Vangelisti R, Pagnacco O, Ristagno G, Ruggeri M, Tosetto A, Castaman G, Rodeghiero F

机构信息

Servizio di Odontoiatria, Ospedale di Sandrigo, Vicenza.

出版信息

Minerva Stomatol. 1997 Nov;46(11):621-6.

PMID:9489359
Abstract

The physiopathology of the hemorrhagic blood coagulation disorders caused by genetic or aquired problems is described. Among the former the most frequent ones include the hemophilia of type A-B and the von Willebrand disease, among the latter the use of oral anticoagulant constitutes the most frequent cause. If the are not subjected to an adequate haemostatic prophylaxis, both patients with hemophilia and von Willebrand disease present a serious haemorrhagic risk as a consequence of dental practice.

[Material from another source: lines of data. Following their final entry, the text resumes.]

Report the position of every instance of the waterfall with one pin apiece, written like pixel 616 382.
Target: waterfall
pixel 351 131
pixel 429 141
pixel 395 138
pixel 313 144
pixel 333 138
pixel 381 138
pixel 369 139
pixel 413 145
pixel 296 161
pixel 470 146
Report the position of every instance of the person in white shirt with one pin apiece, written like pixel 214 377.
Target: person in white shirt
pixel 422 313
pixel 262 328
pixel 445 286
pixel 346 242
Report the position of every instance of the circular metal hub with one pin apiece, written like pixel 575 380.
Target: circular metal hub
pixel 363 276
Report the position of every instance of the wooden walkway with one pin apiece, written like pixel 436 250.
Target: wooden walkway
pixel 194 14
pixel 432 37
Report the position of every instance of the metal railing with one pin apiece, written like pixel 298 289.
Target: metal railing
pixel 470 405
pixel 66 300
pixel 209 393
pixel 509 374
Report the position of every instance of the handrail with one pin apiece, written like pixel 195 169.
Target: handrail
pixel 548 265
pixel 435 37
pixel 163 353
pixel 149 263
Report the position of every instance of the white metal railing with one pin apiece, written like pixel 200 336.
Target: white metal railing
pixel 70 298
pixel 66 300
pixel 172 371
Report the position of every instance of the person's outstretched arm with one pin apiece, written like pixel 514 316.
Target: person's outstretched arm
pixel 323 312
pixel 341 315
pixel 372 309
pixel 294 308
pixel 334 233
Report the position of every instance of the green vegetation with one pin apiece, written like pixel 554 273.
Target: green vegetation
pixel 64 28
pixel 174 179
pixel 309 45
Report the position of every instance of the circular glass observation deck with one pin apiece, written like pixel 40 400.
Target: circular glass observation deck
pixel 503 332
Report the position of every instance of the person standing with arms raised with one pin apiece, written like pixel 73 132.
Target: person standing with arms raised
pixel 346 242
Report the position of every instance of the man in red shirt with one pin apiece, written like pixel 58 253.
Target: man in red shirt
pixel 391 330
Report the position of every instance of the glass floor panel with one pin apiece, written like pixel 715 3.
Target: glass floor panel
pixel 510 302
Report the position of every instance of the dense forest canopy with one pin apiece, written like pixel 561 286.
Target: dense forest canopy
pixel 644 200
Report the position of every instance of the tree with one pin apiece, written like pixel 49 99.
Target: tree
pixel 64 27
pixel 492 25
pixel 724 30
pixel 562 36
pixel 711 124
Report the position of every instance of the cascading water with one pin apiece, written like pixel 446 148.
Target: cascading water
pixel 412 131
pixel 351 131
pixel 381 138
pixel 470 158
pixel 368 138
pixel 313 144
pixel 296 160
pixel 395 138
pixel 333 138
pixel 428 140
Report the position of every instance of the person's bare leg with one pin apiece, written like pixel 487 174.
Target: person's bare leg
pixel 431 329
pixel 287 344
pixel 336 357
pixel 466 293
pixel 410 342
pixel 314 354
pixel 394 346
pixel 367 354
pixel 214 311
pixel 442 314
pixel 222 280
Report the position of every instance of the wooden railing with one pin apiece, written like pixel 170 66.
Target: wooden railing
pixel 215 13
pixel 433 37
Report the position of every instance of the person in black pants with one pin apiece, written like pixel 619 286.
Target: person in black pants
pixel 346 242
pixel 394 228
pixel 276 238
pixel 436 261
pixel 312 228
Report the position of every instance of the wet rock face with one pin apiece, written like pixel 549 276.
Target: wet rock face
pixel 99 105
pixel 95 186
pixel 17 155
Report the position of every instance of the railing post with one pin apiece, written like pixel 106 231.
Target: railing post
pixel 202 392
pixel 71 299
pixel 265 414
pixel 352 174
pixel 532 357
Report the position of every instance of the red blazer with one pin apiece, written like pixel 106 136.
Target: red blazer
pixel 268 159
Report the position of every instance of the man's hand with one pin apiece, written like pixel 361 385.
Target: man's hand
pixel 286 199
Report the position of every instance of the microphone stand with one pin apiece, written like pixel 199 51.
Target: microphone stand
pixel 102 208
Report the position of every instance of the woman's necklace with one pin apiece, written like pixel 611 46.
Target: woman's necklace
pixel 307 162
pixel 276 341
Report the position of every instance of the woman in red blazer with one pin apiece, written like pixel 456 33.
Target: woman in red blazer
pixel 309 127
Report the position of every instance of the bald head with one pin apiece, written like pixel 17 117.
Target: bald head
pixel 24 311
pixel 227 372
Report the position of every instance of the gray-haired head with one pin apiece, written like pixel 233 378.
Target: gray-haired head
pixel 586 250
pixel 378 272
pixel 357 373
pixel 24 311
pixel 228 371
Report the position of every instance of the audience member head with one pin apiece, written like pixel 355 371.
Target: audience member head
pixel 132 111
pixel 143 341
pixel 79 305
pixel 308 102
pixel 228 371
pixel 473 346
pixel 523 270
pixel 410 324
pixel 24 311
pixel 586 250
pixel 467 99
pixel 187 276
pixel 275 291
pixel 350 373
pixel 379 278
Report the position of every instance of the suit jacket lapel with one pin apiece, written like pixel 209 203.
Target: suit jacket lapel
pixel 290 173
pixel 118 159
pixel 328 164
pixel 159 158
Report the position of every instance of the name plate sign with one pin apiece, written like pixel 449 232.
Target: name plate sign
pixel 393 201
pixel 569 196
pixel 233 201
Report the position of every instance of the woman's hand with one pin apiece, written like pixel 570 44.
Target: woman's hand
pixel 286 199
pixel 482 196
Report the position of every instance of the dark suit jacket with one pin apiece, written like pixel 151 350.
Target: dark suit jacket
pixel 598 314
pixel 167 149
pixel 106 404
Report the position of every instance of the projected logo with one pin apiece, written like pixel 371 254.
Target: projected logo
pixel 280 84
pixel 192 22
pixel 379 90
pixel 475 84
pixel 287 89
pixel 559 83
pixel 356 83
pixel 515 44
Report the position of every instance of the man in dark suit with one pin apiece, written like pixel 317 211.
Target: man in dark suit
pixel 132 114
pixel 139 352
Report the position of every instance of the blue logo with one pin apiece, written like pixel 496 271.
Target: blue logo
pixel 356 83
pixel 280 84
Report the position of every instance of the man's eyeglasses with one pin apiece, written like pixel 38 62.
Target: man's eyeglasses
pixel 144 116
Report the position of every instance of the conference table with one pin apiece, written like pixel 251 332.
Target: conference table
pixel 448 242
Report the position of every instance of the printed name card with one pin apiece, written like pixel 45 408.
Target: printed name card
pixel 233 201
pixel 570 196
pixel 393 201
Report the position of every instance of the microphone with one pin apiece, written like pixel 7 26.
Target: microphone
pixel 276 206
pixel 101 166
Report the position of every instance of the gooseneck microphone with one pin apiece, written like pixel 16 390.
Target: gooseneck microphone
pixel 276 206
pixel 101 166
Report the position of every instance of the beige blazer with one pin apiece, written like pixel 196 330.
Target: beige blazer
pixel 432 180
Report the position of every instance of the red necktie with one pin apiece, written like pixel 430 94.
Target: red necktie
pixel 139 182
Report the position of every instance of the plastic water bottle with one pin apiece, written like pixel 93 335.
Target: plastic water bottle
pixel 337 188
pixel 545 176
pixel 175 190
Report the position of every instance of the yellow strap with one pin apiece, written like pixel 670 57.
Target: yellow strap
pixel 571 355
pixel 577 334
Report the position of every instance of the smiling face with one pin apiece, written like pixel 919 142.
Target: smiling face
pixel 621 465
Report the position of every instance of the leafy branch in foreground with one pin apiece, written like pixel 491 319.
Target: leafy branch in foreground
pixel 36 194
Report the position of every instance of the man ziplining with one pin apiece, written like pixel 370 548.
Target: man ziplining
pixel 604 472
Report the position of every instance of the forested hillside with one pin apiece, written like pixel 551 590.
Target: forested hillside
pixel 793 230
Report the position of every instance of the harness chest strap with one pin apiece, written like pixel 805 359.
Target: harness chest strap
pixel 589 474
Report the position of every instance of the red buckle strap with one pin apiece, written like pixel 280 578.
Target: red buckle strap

As far as the use of anticoagulants is concerned, a periodical monitoring of the time of prothrombin (PT) is needed to find the right dosage (TP between 20%-30% or INR--international normalized radio between 2 and 3.5). Values over this range cause an increase of the hemorrhagic risk, while lower values involve an increased risk of thrombotic events. According to the authors the patients with the hemorrhagic diathesis show a precise handicap, caused both by his illness and by environmental elements, such as the fear of doctors for the haemorrhagic complications consequent to a therapeutical operation, fear that often leads to neglect important medical measures, in particular dental measures. The specialized dental surgeon has to mantain a strict cooperation with the hematologist in order to arrange an appropriate procedure of the prophylaxis. As far as the hemostatic prophylaxis is concerned, the use of the dermopressin (DDAVP), in patients with hemophilia A and von Willebrand disease, guarantees the realisation of dental practice without hemorrhagic risk. On the contrary, the use of the tranhexanic acid on patients in an anticoagulant oral treatment gives hemostatic security and makes it possible to carry on the therapy and the out-patient treatment.

摘要

本文描述了由遗传或后天问题引起的出血性凝血障碍的生理病理学。在前者中,最常见的包括A - B型血友病和血管性血友病,在后者中,使用口服抗凝剂是最常见的原因。如果血友病和血管性血友病患者没有接受充分的止血预防措施,由于牙科操作,他们都面临严重的出血风险。就抗凝剂的使用而言,需要定期监测凝血酶原时间(PT)以确定正确的剂量(PT在20% - 30%之间或国际标准化比值INR在2至3.5之间)。超过此范围的值会增加出血风险,而较低的值则会增加血栓形成事件的风险。据作者称,出血素质患者表现出明确的障碍,这是由其疾病以及环境因素造成的,例如医生担心治疗性手术导致的出血并发症,这种担心往往导致忽视重要的医疗措施,尤其是牙科措施。专业牙科外科医生必须与血液学家保持密切合作,以安排适当的预防程序。就止血预防而言,对于A型血友病和血管性血友病患者,使用去氨加压素(DDAVP)可确保在无出血风险的情况下进行牙科操作。相反,对于接受口服抗凝治疗的患者使用氨甲环酸可提供止血保障,并使继续治疗和门诊治疗成为可能。